Personal information
- Native name: 角野 友基
- Born: 18 May 1996 (age 30) Miki, Japan
- Height: 5 ft 8 in (173 cm)
- Weight: 141 lb (64 kg)

Sport
- Country: Japan
- Sport: Snowboarding
- Event: Slopestyle
- Team: Japan (2014)

Achievements and titles
- Olympic finals: 2014

Medal record
Men's snowboarding
Representing Japan
Winter X Games
| Silver medal – second place | 2014 Aspen | Big Air |
| Bronze medal – third place | 2015 Aspen | Big Air |
| Bronze medal – third place | 2016 Aspen | Big Air |
| Gold medal – first place | 2016 Oslo | Big Air |
| Bronze medal – third place | 2018 Aspen | Big Air |
| Bronze medal – third place | 2019 Oslo | Big Air |

= Yuki Kadono =

Japanese snowboarder

Yuki Kadono (角野 友基, Kadono Yūki) is a Japanese snowboarder who competes in the slopestyle event.

Born in Miki, Hyōgo, Japan, he competed for Japan at the 2014 Winter Olympics in Sochi, qualifying for the final of the slopestyle event and finishing 8th overall.

Kadono won the Nokia Air and Style in Beijing in 2012, at the age of 16, making him one of the youngest to win the event besides Shaun White. He was the 2012–13 overall World Cup Champion in the slopestyle event.

Kadono placed 3rd in Big Air at the 2015 X Games in Aspen and first at the 2016 X games in Oslo. He won the 2015 Burton US Open Slopestyle with the first ever Back-To-Back Triple Cork 1620s.

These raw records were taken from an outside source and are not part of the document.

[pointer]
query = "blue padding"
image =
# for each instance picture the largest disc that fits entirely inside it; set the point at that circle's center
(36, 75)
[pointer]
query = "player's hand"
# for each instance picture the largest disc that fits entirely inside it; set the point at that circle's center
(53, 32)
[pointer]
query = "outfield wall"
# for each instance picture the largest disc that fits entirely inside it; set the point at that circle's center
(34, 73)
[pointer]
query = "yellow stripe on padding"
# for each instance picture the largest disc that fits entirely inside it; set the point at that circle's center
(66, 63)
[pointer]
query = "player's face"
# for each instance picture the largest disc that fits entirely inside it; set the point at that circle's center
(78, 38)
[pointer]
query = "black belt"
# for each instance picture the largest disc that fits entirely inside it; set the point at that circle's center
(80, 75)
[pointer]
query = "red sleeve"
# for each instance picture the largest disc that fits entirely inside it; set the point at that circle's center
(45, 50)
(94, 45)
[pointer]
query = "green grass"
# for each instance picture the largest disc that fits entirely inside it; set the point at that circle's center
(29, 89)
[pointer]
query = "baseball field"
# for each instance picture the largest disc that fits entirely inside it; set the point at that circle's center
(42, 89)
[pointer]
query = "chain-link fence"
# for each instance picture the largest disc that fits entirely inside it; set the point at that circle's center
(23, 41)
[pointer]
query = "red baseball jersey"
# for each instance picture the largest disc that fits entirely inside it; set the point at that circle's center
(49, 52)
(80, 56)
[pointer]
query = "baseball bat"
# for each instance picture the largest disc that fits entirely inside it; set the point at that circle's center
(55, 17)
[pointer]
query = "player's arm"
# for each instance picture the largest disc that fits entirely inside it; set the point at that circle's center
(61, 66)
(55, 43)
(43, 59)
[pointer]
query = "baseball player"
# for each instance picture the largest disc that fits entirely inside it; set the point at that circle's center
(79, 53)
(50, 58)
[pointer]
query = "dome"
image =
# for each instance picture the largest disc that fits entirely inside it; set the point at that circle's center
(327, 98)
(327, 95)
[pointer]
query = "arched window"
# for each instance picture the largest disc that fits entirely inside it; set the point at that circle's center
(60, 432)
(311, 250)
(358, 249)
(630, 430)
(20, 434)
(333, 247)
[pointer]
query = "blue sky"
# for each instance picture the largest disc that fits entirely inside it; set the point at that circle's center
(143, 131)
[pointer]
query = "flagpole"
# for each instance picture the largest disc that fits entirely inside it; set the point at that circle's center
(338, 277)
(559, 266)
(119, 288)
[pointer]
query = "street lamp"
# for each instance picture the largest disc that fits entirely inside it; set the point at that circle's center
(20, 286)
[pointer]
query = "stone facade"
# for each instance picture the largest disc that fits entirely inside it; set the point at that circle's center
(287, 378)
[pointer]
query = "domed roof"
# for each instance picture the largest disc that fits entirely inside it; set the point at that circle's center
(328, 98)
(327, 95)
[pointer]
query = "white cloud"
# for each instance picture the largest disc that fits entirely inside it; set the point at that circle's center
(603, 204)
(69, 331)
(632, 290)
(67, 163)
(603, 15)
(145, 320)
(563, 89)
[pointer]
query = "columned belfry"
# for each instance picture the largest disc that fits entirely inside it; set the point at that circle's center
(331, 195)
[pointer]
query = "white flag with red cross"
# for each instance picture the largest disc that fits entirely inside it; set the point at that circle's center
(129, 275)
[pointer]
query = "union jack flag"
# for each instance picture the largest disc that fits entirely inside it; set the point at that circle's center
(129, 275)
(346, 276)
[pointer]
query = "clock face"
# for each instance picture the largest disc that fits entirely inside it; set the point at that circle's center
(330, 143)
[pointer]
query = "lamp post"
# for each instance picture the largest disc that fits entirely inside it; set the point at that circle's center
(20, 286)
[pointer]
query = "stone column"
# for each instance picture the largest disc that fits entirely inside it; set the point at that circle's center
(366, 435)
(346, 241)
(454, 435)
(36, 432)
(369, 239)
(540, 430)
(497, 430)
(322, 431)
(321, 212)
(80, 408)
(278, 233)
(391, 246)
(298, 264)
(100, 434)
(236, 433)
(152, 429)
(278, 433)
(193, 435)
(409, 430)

Despite being considered a medal contender by observers including Tyler Nicholson and Transworld Snowboarding, Kadono was not selected for the 2018 Winter Olympics, with reports indicating that this was due to a code of conduct violation.

In 2020, he won his second Burton US Open Slopestyle victory.